Quanti riescono a trovare la fede o ad avere un’esperienza trascendente, pur non potendole definire in termini precisi (così come non si può definire l’amore), riconosceranno la necessità di dare un orientamento ad altri, di indirizzarli sulla loro stessa via ma non tenteranno mai di imporre il proprio paesaggio a chi non vi si riconosca.

E così, coerentemente con quanto ho affermato, dichiaro innanzi a voi la mia fede e la mia certezza basata sull’esperienza nel fatto che la morte non chiude il futuro, che la morte, al contrario, modifica lo stato provvisorio della nostra esistenza per lanciarla verso la trascendenza immortale. Non impongo la mia certezza né la mia fede e vivo accanto a coloro il cui modo di porsi nei confronti del senso della vita è diverso dal mio; tuttavia mi sento obbligato ad offrire, per solidarietà, il messaggio che riconosco rende libero e felice l’essere umano. Per nessun motivo eludo la responsabilità di esprimere le mie verità, per quanto esse possano apparire discutibili a chi sperimenta la provvisorietà della vita e l’assurdità della morte.

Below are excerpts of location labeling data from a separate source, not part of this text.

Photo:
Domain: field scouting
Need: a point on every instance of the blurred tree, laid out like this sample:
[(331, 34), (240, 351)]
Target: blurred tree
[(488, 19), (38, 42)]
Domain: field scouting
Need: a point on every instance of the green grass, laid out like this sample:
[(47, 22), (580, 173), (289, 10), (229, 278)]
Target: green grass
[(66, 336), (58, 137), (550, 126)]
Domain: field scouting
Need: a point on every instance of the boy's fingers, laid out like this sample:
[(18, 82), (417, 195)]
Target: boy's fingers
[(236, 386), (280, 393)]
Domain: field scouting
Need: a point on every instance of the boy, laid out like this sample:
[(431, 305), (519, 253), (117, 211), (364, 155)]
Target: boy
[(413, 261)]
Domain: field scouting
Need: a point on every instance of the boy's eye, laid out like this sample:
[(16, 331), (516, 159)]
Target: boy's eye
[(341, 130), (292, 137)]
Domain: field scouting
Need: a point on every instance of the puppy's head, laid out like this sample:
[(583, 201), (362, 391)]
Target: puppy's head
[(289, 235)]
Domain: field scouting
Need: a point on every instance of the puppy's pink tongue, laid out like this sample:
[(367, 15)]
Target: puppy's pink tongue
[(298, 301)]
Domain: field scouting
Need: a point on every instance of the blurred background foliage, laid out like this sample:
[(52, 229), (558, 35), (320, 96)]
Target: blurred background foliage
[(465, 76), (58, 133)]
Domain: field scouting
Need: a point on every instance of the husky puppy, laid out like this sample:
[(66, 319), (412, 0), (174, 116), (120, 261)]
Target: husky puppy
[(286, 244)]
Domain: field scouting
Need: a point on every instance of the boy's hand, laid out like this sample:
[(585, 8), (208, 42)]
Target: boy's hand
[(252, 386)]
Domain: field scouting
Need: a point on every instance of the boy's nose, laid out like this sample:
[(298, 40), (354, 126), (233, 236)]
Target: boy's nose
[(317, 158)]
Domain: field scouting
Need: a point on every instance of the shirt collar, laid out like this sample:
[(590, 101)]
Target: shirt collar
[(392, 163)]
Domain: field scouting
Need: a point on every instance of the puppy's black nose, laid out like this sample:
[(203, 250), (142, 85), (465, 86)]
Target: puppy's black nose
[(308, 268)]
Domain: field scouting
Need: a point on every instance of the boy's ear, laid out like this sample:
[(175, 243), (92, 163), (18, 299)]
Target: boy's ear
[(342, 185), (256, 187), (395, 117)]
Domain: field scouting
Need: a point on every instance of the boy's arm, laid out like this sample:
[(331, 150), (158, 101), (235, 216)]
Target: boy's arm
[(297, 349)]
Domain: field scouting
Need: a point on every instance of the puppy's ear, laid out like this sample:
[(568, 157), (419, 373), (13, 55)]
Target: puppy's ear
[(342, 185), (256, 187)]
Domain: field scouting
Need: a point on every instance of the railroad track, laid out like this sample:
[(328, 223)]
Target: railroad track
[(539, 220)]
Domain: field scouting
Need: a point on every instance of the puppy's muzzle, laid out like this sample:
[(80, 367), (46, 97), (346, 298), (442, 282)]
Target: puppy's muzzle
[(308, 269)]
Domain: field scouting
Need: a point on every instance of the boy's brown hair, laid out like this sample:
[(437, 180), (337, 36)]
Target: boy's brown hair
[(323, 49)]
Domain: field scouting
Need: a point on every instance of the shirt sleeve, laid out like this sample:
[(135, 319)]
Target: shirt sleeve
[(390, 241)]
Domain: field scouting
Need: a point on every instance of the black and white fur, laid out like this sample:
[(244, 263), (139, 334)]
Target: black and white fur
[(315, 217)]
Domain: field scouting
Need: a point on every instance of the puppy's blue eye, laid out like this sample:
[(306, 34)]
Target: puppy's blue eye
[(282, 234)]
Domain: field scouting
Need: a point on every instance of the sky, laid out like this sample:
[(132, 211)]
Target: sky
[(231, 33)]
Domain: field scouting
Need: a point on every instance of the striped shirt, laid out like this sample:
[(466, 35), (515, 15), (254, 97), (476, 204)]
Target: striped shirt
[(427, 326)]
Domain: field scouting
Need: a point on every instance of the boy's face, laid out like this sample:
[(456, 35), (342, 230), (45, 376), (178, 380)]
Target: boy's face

D’altra parte non chiedo mai agli altri quali siano le loro credenze personali ed in ogni caso, pur definendo con assoluta chiarezza la mia posizione su questo punto, proclamo per ogni essere umano la libertà di credere o non credere in Dio e la libertà di credere o non credere nell’immortalità.

Tra le migliaia e migliaia di donne e di uomini che, fianco a fianco, lavorano con noi in modo solidale, si contano atei e credenti, persone con dubbi e certezze; ma a nessuno viene chiesto quale sia la sua fede; e tutto ciò che viene dato, viene dato come un orientamento, affinché ciascuno decida per proprio conto quale sia la via che meglio chiarisca il senso della sua vita.

Evitare di proclamare le proprie certezze non è coraggioso, ma tentare di imporle non è degno della vera solidarietà.